IFI CEO Dr Ciaran Byrne commented that ‘as the statutory agency charged with the protection, conservation and management of Sea Trout, and as the major rationale for the control of sea lice is to protect the “outwardly migrating wild smolts” IFI's absence from the National Implementation Group(NIG) is a serious oversight’.
IFI recommends, inter alia, that the NIG develops a set of standards that will ensure no weakening of the existing protocols. These new standards, when achieved, could facilitate the issuing of waivers for mandatory sea lice treatment. Any proposals to accommodate organic farming which may impact effective lice control should not be considered. IFI, as a key statutory body, along with all stakeholders should contribute to the formulation of any regional management plan prepared by DAFF and this plan must encompass the relevant licence requirements. There is now opportunity to review the location of salmon farms and re-site them to ensure the protection of wild salmon and sea trout while also meeting the needs of the commercial fish farming sector. This should be done as a matter of priority.
Head of Business Development,
Inland Fisheries Ireland,
Anglesea Street, Clonmel,
Tel: 052 6180055 Fax: 052 6123971;
Notes to Editor
Inland Fisheries Ireland is a statutory body operating under the aegis of the Department of Communications, Energy and Natural Resources and was established under the Fisheries Act on 1st July 2010. Its principal function is the protection and conservation of the inland fisheries resource. IFI will promote, support, facilitate and advise the Minister on the conservation, protection, management, development and improvement of inland fisheries, including sea angling and develop and advise the Minister on policy and national strategies relating to inland fisheries and sea angling.
Sea Trout stocks have been the subject of a number of conservation measures since 1996. From 2001 to 2009 the commercial and angling catch has fallen by 90.55% to only 500 fish. Go to http://www.fishinginireland.info/salmon/conservation.htm for information on current conservation regulations and to http://www.fishinginireland.info/salmon/seatrout.htm for angling information.

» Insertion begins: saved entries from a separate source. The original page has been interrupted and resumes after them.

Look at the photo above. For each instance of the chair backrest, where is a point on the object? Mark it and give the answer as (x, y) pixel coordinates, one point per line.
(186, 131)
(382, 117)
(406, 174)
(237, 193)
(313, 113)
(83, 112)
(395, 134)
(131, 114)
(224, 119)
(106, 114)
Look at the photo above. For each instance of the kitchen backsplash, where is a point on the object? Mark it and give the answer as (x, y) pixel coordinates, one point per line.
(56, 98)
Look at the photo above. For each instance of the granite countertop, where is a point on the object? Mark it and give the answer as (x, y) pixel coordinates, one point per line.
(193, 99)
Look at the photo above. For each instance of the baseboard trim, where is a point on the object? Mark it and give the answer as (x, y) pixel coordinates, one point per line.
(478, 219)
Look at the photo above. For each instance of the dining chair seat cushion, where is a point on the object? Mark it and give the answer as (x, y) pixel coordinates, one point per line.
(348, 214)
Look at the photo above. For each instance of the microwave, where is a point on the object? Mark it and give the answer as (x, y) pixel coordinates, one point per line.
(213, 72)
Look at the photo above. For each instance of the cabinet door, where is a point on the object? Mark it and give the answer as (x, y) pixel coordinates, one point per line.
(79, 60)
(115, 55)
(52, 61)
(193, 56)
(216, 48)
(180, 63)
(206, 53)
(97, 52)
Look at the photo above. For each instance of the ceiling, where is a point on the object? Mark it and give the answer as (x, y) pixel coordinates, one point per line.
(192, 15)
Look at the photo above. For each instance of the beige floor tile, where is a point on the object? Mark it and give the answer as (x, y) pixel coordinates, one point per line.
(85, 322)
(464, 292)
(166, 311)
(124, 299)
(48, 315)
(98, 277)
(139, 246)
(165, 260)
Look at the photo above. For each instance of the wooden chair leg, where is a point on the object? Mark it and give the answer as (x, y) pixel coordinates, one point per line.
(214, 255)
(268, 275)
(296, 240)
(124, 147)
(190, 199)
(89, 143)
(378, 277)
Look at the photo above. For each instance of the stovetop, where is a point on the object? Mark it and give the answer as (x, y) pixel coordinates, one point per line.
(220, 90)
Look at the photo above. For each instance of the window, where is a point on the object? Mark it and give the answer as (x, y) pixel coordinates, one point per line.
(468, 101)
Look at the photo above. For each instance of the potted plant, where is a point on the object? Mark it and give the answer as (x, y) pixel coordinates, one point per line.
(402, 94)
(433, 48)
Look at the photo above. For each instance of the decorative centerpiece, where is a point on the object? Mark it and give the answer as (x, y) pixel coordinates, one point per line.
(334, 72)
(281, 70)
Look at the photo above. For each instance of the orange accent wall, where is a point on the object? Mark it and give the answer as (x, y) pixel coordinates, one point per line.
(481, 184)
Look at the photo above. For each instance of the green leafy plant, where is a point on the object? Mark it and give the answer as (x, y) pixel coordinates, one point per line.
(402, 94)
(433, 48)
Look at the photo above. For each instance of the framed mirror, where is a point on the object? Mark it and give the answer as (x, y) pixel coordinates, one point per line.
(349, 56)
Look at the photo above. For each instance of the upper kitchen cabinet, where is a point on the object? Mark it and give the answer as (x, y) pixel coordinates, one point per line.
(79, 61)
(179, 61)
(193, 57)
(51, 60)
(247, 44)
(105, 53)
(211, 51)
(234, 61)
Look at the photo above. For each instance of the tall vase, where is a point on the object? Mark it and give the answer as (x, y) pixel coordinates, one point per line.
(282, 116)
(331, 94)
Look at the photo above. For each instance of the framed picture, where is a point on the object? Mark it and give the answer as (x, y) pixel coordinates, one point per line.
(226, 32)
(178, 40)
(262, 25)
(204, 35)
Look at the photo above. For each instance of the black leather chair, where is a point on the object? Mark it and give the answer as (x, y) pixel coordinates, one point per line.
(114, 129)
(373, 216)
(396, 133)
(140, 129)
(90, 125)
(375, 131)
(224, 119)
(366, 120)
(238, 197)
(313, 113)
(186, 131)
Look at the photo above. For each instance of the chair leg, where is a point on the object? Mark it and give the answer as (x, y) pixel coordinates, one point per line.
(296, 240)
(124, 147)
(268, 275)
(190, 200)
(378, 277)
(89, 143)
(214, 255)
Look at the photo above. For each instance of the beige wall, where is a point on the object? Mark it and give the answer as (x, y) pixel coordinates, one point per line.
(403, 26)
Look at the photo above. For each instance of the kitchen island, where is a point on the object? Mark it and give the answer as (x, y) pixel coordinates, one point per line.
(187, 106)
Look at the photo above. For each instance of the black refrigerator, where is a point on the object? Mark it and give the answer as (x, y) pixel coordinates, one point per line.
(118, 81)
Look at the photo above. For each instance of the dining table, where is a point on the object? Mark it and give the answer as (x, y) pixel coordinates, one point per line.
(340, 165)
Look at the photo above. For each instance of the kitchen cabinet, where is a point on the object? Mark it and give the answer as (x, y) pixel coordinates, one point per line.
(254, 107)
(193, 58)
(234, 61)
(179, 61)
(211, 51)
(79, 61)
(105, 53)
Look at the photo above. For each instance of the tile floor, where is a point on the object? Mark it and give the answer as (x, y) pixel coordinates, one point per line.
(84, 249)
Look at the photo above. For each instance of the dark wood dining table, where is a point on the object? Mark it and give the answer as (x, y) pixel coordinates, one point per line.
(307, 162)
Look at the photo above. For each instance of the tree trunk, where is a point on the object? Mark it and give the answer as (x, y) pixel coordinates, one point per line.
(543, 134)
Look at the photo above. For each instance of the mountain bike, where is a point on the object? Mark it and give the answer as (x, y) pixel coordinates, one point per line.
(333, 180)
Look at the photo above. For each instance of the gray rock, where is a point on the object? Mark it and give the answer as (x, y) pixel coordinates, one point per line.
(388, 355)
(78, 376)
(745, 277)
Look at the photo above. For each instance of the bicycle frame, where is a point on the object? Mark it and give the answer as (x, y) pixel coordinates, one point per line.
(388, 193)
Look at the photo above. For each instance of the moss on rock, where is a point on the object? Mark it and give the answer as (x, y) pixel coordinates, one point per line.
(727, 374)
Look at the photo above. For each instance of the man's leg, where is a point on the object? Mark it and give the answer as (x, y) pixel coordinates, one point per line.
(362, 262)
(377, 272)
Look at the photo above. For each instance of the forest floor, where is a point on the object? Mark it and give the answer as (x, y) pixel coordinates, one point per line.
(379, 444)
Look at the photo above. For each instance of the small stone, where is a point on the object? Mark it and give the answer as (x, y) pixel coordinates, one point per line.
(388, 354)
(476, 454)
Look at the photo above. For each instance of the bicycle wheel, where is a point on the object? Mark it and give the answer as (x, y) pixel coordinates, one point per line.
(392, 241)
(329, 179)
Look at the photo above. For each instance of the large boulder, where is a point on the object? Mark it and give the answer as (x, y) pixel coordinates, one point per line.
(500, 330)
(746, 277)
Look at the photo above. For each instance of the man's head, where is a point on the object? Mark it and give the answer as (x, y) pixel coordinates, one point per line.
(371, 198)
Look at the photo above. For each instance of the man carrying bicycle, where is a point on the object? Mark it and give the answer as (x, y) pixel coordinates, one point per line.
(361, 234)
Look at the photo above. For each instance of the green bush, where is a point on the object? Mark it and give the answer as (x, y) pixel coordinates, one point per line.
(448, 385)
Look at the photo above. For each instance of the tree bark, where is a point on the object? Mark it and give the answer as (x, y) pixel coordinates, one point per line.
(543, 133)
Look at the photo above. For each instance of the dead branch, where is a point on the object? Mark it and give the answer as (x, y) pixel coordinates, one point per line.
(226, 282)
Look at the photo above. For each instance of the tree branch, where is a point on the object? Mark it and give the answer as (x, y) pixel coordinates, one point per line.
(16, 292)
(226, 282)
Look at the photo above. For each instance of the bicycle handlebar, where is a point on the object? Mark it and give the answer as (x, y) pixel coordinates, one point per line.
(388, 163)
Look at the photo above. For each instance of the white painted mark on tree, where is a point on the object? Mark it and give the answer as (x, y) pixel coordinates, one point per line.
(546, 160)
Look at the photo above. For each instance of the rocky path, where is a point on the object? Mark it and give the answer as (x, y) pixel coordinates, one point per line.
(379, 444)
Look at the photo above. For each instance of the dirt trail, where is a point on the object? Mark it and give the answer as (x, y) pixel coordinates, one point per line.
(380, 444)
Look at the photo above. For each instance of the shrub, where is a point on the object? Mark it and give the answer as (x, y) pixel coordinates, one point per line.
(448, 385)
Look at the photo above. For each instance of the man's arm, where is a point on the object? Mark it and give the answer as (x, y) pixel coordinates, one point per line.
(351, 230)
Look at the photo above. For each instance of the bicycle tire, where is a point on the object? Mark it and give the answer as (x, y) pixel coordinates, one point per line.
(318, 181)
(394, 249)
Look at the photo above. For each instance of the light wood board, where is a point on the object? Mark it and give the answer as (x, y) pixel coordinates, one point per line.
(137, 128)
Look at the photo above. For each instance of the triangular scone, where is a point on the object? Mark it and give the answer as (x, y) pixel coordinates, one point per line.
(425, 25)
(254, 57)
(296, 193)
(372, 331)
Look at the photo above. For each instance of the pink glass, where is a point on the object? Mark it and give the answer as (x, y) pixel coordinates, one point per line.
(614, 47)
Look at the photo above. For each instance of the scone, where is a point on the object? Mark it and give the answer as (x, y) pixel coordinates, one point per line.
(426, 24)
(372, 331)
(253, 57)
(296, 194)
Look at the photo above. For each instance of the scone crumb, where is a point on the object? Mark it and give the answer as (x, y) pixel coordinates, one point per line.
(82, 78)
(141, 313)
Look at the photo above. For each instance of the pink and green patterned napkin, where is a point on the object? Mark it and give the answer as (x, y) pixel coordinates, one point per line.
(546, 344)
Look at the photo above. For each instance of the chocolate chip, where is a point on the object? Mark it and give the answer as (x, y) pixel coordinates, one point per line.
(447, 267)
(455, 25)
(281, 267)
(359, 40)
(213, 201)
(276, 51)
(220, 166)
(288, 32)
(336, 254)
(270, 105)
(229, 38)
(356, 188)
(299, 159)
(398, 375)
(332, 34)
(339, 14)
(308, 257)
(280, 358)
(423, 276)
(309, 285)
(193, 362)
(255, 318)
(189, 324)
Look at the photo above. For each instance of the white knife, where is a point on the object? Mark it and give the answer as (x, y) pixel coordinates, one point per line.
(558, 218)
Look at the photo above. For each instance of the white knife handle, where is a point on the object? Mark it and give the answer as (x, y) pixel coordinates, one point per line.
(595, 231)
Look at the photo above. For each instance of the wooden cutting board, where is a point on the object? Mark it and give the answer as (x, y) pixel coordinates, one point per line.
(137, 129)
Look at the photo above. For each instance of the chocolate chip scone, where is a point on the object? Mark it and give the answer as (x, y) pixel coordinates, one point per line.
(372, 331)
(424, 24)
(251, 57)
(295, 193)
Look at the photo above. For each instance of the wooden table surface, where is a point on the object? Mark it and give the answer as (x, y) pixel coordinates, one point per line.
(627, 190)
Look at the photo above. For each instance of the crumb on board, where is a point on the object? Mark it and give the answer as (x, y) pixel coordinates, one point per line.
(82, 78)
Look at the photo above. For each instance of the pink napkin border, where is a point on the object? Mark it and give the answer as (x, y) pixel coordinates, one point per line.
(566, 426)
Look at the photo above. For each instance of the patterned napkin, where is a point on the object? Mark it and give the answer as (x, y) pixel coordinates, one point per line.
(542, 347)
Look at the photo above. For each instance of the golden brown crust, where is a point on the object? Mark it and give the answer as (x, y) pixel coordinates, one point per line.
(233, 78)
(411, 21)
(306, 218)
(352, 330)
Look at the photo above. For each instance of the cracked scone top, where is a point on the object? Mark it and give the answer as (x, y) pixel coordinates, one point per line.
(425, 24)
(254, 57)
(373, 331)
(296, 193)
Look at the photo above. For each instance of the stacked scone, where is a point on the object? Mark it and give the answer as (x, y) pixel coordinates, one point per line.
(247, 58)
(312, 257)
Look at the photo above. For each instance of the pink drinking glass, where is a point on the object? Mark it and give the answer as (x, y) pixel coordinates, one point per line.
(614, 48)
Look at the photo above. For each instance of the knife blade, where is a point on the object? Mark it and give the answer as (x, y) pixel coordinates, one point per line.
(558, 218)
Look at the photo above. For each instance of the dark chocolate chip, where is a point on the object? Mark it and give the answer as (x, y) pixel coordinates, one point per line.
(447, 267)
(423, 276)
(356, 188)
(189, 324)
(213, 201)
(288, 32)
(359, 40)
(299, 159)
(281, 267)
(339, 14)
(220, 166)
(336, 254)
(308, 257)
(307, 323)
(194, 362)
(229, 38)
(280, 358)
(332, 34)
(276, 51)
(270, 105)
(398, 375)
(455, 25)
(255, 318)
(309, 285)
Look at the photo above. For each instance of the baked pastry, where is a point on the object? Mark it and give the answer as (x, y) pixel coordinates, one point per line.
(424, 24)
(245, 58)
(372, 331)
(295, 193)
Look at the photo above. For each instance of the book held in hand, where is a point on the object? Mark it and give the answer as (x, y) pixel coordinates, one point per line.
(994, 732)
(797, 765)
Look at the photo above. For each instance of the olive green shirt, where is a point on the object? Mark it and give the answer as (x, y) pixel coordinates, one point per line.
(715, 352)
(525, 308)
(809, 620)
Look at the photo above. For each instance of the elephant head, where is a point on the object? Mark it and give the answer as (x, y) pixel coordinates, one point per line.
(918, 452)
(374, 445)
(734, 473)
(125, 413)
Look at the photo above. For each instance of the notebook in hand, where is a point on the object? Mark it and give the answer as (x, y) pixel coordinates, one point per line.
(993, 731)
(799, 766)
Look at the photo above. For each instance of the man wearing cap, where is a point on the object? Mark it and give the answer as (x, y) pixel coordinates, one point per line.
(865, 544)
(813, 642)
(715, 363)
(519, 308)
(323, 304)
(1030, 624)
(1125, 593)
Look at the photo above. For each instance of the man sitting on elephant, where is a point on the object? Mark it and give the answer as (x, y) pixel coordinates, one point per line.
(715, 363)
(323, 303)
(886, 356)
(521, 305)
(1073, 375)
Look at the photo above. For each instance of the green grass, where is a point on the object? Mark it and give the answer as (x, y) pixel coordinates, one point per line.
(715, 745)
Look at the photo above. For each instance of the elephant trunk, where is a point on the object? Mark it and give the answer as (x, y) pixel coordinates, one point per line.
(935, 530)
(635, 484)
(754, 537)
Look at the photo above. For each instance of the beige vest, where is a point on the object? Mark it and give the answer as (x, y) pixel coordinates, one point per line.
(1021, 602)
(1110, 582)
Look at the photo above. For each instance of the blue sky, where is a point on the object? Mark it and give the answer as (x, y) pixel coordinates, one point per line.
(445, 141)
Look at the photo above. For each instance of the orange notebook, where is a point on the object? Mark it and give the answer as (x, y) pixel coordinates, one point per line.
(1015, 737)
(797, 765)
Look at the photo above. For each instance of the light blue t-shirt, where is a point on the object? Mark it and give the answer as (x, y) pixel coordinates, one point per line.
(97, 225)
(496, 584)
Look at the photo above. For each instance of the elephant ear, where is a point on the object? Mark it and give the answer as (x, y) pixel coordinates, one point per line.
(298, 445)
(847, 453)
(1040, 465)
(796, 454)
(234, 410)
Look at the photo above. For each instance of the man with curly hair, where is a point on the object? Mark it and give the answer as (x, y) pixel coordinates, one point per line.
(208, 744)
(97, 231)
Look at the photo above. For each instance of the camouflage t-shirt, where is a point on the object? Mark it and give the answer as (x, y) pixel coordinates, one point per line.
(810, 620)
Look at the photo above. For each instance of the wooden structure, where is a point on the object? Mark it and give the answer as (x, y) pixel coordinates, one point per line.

National Implementation Group Report on “A strategy for improved pest control on Irish Salmon Farms” was published by the Department of Agriculture, Food and Fisheries in November 2010. The full report can be viewed at http://www.agriculture.gov.ie/media/migration/publications/2010/SealiceReportImpGrpNov2010161210.pdf
A policy document entitled "A Strategy for Improved Pest Control on Irish Salmon Farms" was developed by the Department of Agriculture, Fisheries and Food, in consultation with the Marine Institute and an Bord Iascaigh Mhara in May 2008. Inland Fisheries Ireland, previously the Central and Regional Fisheries Boards, are the statutory agency with responsibility for the protection of wild salmonids, were excluded from this group.
The report sets out the findings of the group and in addition gives an update of the situation on the ground, including progress made up to June 2010. The Group set out a number of recommendations to consolidate the gains in pest control achieved in 2008, 2009 and 2010 and identifies areas where further improvements can be achieved.